IDOS erörterte die Themen KI, Wahlintegrität und Entpolarisierung und stellte dabei seine Arbeit und seine Trainingsprogramme vor.

Am 23. Juni veranstaltete IDOS im World Conference Center Bonn ein Panel beim Global Media Forum der Deutschen Welle mit dem Titel „Wie bedrohen bösartige KI-Schwärme demokratische Wahlen?“ Das seit 2008 von der Deutschen Welle in Bonn ausgerichtete DW Global Media Forum bietet eine interdisziplinäre Plattform, die Akteur*innen aus mehr als 100 Ländern zusammenbringt; das diesjährige Motto lautete „Journalism out loud“. Auf dem Panel kamen Expert*innen sowie Praktiker*innen aus unterschiedlichen Sektoren zusammen: Wafa Ben-Hassine (Amt des Hohen Kommissars der Vereinten Nationen für Menschenrechte), Julia Brothers (National Democratic Institute), Dr. Ika Idris (Monash University, Indonesien) und Dr. Daniel Thilo Schroeder (SINTEF Digital); die Moderation übernahm Shristi Mangal Pal (Deutsche Welle).

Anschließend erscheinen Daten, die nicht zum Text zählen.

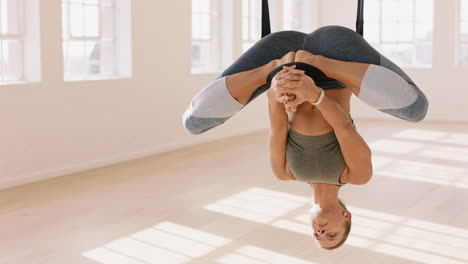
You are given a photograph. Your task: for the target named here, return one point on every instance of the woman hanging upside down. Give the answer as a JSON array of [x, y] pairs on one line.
[[313, 77]]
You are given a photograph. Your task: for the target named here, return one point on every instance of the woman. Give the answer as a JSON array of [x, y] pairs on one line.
[[321, 147]]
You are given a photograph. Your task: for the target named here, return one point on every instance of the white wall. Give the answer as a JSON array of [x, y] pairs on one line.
[[54, 127]]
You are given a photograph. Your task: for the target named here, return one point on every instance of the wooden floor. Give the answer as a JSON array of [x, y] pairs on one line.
[[220, 203]]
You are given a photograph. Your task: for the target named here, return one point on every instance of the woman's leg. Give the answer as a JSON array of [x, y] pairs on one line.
[[241, 83], [373, 78]]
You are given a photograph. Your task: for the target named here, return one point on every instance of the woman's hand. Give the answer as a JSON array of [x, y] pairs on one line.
[[289, 77], [308, 91]]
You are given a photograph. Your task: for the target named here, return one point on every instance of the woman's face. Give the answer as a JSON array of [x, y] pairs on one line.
[[328, 225]]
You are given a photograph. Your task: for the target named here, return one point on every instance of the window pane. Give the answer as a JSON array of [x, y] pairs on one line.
[[423, 53], [10, 16], [196, 26], [424, 11], [293, 15], [245, 28], [255, 26], [464, 31], [76, 20], [205, 6], [91, 21], [65, 20], [389, 31], [405, 10], [389, 10], [463, 54], [405, 32], [196, 6], [75, 61], [371, 32], [93, 55], [251, 21], [401, 54], [107, 22], [201, 57], [464, 10], [247, 45], [11, 60], [372, 11], [423, 31], [205, 27], [107, 58]]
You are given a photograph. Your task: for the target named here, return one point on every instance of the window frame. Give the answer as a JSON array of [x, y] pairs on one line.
[[20, 39], [99, 39], [459, 41], [414, 42]]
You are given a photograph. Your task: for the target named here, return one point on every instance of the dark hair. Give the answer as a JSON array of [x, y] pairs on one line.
[[347, 230]]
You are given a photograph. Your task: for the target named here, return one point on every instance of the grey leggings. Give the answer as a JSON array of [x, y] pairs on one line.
[[385, 86]]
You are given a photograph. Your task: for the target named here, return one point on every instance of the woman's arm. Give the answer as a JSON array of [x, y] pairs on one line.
[[355, 150], [277, 139]]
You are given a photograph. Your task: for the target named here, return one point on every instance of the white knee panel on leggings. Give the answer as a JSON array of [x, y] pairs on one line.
[[213, 101], [384, 89]]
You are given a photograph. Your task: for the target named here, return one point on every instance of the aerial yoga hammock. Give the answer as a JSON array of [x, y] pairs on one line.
[[326, 158], [385, 86]]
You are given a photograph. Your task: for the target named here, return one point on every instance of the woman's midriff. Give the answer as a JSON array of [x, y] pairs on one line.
[[309, 121]]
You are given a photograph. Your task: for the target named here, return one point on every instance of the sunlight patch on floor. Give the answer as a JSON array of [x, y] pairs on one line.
[[255, 255], [166, 242], [257, 204], [422, 172]]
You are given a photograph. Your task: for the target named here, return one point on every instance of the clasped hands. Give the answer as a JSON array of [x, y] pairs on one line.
[[292, 87]]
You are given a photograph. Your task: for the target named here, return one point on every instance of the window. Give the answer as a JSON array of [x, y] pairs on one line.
[[298, 15], [90, 46], [19, 41], [251, 22], [211, 35], [463, 36], [401, 30]]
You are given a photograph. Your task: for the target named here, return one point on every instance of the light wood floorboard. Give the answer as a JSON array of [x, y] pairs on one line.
[[220, 203]]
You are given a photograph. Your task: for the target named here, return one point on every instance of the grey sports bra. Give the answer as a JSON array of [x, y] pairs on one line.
[[315, 159]]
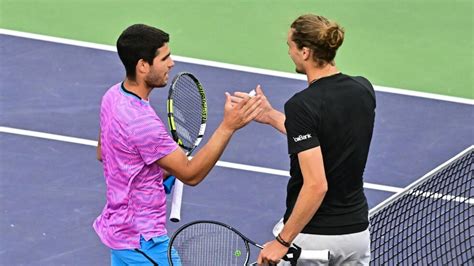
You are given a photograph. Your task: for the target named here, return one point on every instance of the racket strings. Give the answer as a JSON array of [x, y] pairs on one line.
[[210, 245], [187, 110]]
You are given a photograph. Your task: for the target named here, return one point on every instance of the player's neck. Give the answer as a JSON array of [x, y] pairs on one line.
[[137, 87], [318, 73]]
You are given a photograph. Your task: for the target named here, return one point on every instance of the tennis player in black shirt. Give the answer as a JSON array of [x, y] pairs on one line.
[[329, 128]]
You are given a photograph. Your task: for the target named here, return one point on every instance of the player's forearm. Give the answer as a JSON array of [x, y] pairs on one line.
[[308, 202], [202, 163]]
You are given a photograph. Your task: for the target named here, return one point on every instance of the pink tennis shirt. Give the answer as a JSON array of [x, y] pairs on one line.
[[132, 138]]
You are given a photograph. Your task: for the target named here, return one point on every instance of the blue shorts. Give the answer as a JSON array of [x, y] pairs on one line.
[[151, 252]]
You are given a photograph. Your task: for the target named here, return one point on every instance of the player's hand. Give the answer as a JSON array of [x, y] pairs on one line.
[[271, 253], [237, 115], [265, 115]]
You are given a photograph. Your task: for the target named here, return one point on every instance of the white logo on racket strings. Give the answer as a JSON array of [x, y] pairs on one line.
[[302, 137]]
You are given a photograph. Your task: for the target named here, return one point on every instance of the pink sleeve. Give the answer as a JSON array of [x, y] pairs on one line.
[[150, 138]]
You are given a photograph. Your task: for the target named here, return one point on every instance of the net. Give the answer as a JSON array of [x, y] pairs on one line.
[[430, 222]]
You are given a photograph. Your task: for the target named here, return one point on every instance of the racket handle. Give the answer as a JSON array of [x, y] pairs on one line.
[[175, 214]]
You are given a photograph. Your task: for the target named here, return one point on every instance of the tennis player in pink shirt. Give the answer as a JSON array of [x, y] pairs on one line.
[[137, 153]]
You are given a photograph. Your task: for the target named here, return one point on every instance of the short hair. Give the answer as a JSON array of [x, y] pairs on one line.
[[137, 42], [320, 35]]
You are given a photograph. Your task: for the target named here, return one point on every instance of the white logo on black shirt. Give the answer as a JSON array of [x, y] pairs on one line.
[[302, 137]]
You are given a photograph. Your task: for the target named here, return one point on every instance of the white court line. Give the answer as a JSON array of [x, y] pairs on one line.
[[224, 164], [231, 66]]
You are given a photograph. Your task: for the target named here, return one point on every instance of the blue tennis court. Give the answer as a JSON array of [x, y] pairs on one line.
[[52, 188]]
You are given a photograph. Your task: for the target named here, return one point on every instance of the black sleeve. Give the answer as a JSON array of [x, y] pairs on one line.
[[366, 84], [301, 126]]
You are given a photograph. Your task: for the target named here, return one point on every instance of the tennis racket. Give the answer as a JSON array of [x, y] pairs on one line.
[[213, 243], [187, 116]]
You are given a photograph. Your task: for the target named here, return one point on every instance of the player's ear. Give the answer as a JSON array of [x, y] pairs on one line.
[[306, 53], [142, 66]]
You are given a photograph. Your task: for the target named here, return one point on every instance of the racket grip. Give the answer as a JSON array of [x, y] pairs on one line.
[[175, 214]]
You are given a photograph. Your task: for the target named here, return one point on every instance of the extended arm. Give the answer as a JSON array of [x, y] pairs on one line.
[[192, 172], [269, 115]]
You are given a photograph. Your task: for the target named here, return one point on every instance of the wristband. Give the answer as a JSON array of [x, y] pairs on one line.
[[281, 241]]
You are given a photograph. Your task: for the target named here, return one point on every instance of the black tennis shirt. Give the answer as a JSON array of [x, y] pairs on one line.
[[336, 113]]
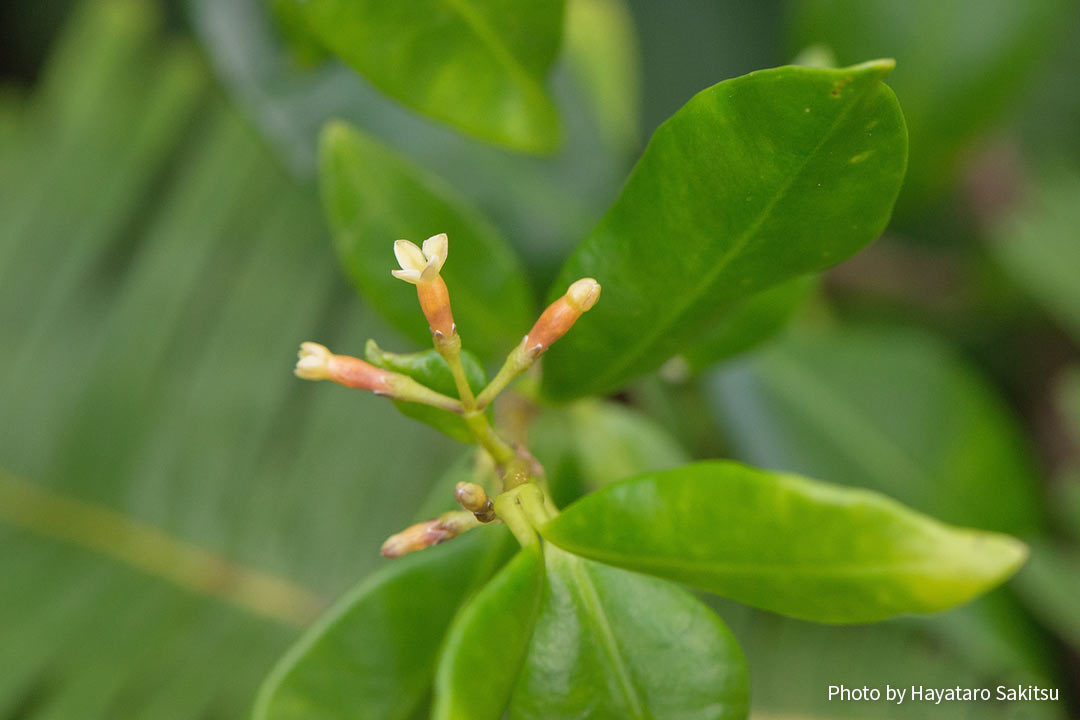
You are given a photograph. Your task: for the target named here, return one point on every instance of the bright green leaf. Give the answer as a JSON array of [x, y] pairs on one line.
[[750, 323], [754, 181], [591, 444], [487, 641], [373, 197], [610, 644], [960, 65], [373, 654], [893, 410], [429, 368], [477, 65], [785, 543]]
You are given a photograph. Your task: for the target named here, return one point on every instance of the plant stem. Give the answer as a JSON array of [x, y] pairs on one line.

Das Panel begann mit einer Keynote von Dr. Semuhi Sinanoğlu (IDOS), der zunächst das wachsende KI-Portfolio von IDOS vorstellte und ein kürzlich gestartetes Projekt mit der DW Akademie und dem UNDP präsentierte, das auf einer multiagentischen KI-Struktur beruht. Anschließend betonte er, dass KI zwar zum Guten eingesetzt werden kann, das von bösartigen KI-Schwärmen ausgehende Risiko jedoch real und unmittelbar ist. Wie wirksam Operationen der ausländischen Informationsmanipulation und Einflussnahme (FIMI) tatsächlich sind, war bislang eine offene empirische Frage; die vorliegenden Belege deuten darauf hin, dass ihre Wirkung möglicherweise begrenzter ist als ursprünglich angenommen. Er hob hervor, dass sich dies durch bösartige KI-Schwärme ändern droht. Dabei handelt es sich um KI-Agenten mit dauerhaften Identitäten und einem Gedächtnis, die sich als eine reale, vielfältige Menschenmenge darstellen und sich selbst koordinieren sowie in Online-Communities eindringen könnten.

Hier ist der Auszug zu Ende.